The most pressing and worrying bit of news to have made waves in recent days and weeks is Log4j2. We’re talking about a zero-day vulnerability with one of the most popular and well-used libraries in the widely adopted Java Virtual Machine. It’s not a surprise then, that a gaping security hole in JVM has thrown the web community in a bit of a panic. So far, thousands of sites have been affected.
Thankfully, your favourite text editor, ConTEXT hasn’t been impacted by this Log4j2 vulnerability or is susceptible for malware there to leech into our systems. Alas, it hasn’t prevented many platforms and services to undergo intense security check-ups to patch up these leaks. So, what is all this going on, then? For starters, this vulnerability affecting Log4j2 is better known as CVE-2021-44228.
An Extremely Worrying Set Of Circumstances
What it is, in essence, is a remote code execution bug. Once someone’s broken through it, they could control the entire contents of a particular log message. This, consequently, allows them full access to execute any piece of code of their choosing, whatever they want, to infect your systems. At first, the concerns were brushed aside as most users don’t have access to these message logs, anyway.
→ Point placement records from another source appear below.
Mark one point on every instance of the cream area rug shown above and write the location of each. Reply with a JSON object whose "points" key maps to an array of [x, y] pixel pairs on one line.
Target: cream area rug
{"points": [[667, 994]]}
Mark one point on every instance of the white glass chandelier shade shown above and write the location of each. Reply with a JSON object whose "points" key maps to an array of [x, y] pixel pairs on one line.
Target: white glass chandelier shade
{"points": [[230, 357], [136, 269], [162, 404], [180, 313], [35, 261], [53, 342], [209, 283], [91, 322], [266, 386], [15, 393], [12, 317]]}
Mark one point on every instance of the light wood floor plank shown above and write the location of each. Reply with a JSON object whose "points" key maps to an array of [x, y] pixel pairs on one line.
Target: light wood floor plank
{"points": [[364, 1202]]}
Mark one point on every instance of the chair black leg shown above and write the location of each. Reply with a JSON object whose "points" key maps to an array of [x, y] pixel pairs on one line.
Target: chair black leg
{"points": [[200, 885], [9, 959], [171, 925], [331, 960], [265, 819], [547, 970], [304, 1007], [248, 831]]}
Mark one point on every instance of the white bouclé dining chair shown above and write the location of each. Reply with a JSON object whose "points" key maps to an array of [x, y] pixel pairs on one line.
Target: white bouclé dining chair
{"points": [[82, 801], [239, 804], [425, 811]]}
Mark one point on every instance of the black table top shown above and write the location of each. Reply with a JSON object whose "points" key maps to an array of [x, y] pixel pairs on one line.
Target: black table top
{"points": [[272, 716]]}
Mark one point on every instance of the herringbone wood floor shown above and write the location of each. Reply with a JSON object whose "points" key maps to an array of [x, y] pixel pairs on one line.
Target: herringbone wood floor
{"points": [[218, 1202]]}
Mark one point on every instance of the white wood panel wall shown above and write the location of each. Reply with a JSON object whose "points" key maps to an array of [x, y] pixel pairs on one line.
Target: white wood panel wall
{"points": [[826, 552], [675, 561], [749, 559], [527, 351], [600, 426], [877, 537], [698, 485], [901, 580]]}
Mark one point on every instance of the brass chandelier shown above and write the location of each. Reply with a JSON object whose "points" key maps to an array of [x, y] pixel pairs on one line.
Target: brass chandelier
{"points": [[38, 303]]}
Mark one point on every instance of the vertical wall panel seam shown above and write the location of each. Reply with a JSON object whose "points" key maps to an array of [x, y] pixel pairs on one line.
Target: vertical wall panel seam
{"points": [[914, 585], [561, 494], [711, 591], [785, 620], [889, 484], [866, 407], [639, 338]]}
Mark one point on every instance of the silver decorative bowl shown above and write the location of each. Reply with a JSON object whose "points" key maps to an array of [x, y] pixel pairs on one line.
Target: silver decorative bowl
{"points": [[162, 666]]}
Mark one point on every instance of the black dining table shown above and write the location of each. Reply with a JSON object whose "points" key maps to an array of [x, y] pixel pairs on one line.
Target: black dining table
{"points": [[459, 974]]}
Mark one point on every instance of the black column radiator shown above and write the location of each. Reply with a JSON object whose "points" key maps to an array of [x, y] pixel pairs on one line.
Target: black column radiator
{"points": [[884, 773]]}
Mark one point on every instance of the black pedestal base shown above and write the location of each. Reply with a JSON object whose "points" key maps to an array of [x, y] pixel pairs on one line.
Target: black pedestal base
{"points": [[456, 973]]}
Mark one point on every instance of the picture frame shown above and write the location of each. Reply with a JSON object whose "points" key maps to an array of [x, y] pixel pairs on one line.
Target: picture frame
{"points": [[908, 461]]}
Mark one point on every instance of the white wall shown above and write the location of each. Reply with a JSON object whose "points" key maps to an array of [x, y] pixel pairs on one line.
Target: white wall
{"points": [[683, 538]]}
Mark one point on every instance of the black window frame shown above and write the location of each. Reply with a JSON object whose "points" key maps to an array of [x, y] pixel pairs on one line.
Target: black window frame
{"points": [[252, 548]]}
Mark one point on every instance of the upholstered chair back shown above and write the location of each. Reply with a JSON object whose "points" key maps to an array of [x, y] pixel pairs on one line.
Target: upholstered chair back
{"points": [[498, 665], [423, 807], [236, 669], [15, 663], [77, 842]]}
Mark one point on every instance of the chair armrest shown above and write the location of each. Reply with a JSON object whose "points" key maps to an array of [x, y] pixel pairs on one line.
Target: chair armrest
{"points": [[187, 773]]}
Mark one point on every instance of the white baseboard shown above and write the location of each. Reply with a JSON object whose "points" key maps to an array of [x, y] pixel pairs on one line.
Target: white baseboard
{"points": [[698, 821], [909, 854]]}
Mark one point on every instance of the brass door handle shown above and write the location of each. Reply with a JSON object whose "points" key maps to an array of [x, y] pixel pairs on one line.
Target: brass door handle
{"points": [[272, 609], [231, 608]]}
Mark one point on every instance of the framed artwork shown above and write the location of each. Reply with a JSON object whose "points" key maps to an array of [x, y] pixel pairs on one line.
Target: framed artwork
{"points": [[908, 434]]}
Unfortunately, it can nonetheless lead to a dangerous attack vector that can infect application logs, for example. Even a simple username could open up an attack vector within Log4j2-based code to exploit that command execution. In other words, any connection you might have with Log4j2 has either already been compromised, or is vulnerable to one. It not only includes your own software.
However, it can impact programmes that you use day-to-day, such as those built by a software-as-a-service provider. That’s not to mention malware carried unwillingly by anyone who’s had access to your systems. On the bright side, security upgrades are underway to stamp out these vulnerabilities within Log4j2. The downside is that these patches can only fix certain security issues, but not others.